In order to produce a protein array, a team needed to automate the process of cloning 1000 genes amplified from genomic DNA of a plant pathogen.
Protein array of a plant pathogen effector proteins
An academic team of scientists from multiple institutions wanted to characterize the biological function of 1,000 candidate effector proteins of a plant pathogen. They had received a grant from the USDA to develop a protein microarray. After creating this valuable resource, the team would share it to perform various functional assays. Upon completion of the project, this protein microarray would become publicly available and shared with the scientific community.
Since the pathogen genome was available, it was technically possible to order the synthesis of all 1,000 genes. However, the cost of gene synthesis would have been prohibitive. A quick calculation revealed that cloning the genes would be cheaper.

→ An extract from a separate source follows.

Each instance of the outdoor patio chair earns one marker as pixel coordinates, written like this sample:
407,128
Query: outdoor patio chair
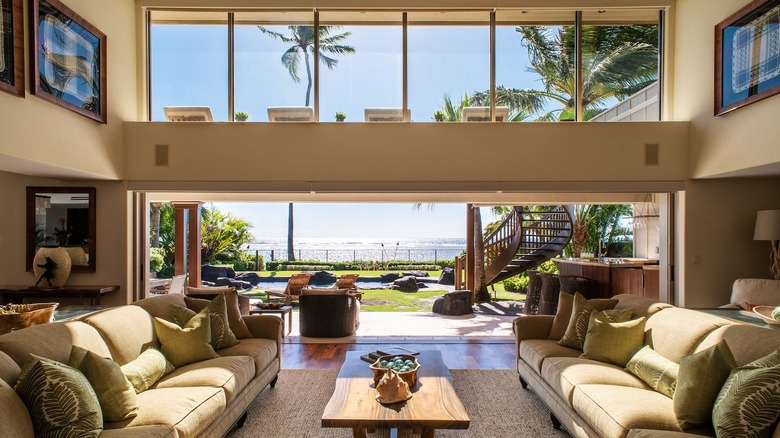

While the team had standard molecular biology skills, they were not prepared to handle a project of this magnitude. They quickly realized that their current cloning method—one gene at a time—would not be practical for 1,000 genes. Expedience was critical, given the intense pressure to meet project deadlines. Delays in the cloning phase would have delayed the rest of the scientific program which hinged on using the protein microarray.
To begin with, laying out the entire process was key to the project success. This involved customizing a Laboratory Information Management System (LIMS) data model to track all the samples generated in the project. For this, the team turned to GenoFAB for help. We at GenoFAB developed dashboards to track the progress of their project. Custom reporters closely monitored the status of each individual clone.
Automated primer design
In order to succeed, the team needed a high-throughput, automated method for designing DNA primers. For one thing, they needed to design 2,000 primers with similar characteristics, such as melting temperature and overhang sequences. They also needed to design thousands of additional primers to verify the cloned sequences. Further, many of the genes were too long to sequence simply using a universal primer and required extra primers to complete the job.
Automating the cloning workflow
First, individual process steps were optimized to maximize stability and reproducibility. The goal of this preliminary work was to reduce the rate of failed PCR and cloning reactions. With so many reactions, even a low failure rate would quickly multiply costs and cause significant delays. Detailed Standard Operating Procedures were developed to allow laboratory technicians with limited molecular biology experience to contribute to the project.
As the project moved forward, it became necessary to automate the analysis of quality control data. At such a scale, it was merely not possible to "look" at the data one by one. Visual examination of all sequencing traces would have been excessively time consuming and lack reproducibility. Thus, a rigorous automated data analysis process was necessary.
The first level of quality control was a capillary electrophoresis performed in an Agilent TapeStation. One the main benefits of using this instrument rather than performing traditional agarose-gel electrophoresis is that it can export electropherograms as spreadsheets. A custom script analyzed the electropherogram data and compared it to the expected size of the PCR product.
Each cloned plasmid that passed this first level of quality control was then sent to a sequencing facility for a more rigorous verification. We developed a script to analyze the resulting sequencing reads by comparing them to the desired gene sequence.
The team produced a collection of 900 plasmids—more than 90% of the target genes—in under 4 months. The plasmid collection was shared with the team of collaborators, who were able to use it to produce the protein microarray.
The scripts developed in the context of this project have been integrated in GenoFAB plasmid construction data services.